Again +18 at Handler_read_rnd_next and +16 on Handler_write (temporary tables are used). Now compare that to SHOW TABLE STATUS:

mysql> show table status like 't1'\G
*************************** 1. row ***************************
           Name: t1
         Engine: InnoDB
        Version: 10
     Row_format: Compact
           Rows: 262651
 Avg_row_length: 33
    Data_length: 8929280
Max_data_length: 0
   Index_length: 17858560
      Data_free: 0
 Auto_increment: NULL
    Create_time: 2008-04-15 16:19:00
    Update_time: NULL
     Check_time: NULL
      Collation: latin1_swedish_ci
       Checksum: NULL
 Create_options:
        Comment: InnoDB free: 527360 kB
1 row in set (0.00 sec)

mysql> show session status like 'Handler%';
+----------------------------+--------+
| Variable_name              | Value  |
+----------------------------+--------+
| Handler_commit             | 21     |
| Handler_delete             | 0      |
| Handler_discover           | 0      |
| Handler_prepare            | 0      |
| Handler_read_first         | 20     |
| Handler_read_key           | 40     |
| Handler_read_next          | 262143 |
| Handler_read_prev          | 0      |
| Handler_read_rnd           | 0      |
| Handler_read_rnd_next      | 262338 |
| Handler_rollback           | 0      |
| Handler_savepoint          | 0      |
| Handler_savepoint_rollback | 0      |
| Handler_update             | 0      |
| Handler_write              | 524457 |
+----------------------------+--------+
15 rows in set (0.00 sec)

Same change in 'Handler_*' values, and table has 262651 or so rows. That's why I think your theory is wrong.

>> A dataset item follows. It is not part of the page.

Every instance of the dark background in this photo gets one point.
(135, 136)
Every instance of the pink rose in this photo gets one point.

The fact that many queries to INFORMATION_SCHEMA are slow with large number of tables is well known (big temporary tables used, no indexes etc) and "To be fixed later", but I doubt this your report explains the real reason for your performance problem.
[14 May 2008 16:40] Peter Laursen
you are probably correct!
row_length issue was my first guess.  I also abandoned that 'theory' myself!

I summarized like this in my last post:

"With InnoDB there is no appropriate way to get 'DDL-only' information for all tables from
a database.  

1) SHOW TABLE STATUS is slow (because row_count is slow with InnoDB) 
2) and SELECT from I_S is not appropriate because I_S organisation is not appropriate (you
will need to query both .tables, .table_constraints and .columns tables) and besides
retrieving data for more objects (like for more tables in .tables table) in one query is
slow.

InnoDB should solve this, or a 'DDL-only variant' of SHOW TABLE STATUS should be
implemented or I_S for tables should be (what I would think is out of question!)
completely reorganised (and perform better)!"

I changed the synopsis and category accordingly.
[23 Jun 2008 17:38] Heikki Tuuri
Assigning this feature request to Vasil.
[31 Jul 2012 20:36] MySQL Verification Team
Hi Peter!

--innodb-stats-on-metadata=0 will help speed up I_S and SHOW statements for innodb tables.
http://dev.mysql.com/doc/refman/5.5/en/innodb-parameters.html#sysvar_innodb_stats_on_metad...
[31 Jul 2012 21:09] Peter Laursen
@Shane .. Holy Cow .. what should I use this information for as it arrives 4 years too late? 

Is the report still 'Open', is it 'Verified' or is it 'Closed' with reference to specified improvements in server versions release since?
[27 Dec 2012 19:32] MySQL Verification Team
Let's close it.  5.5 and 5.6 can hardly be compared to 5.0 anymore, as many improvements have been made.  Also, options to control the stats collection should have helped already.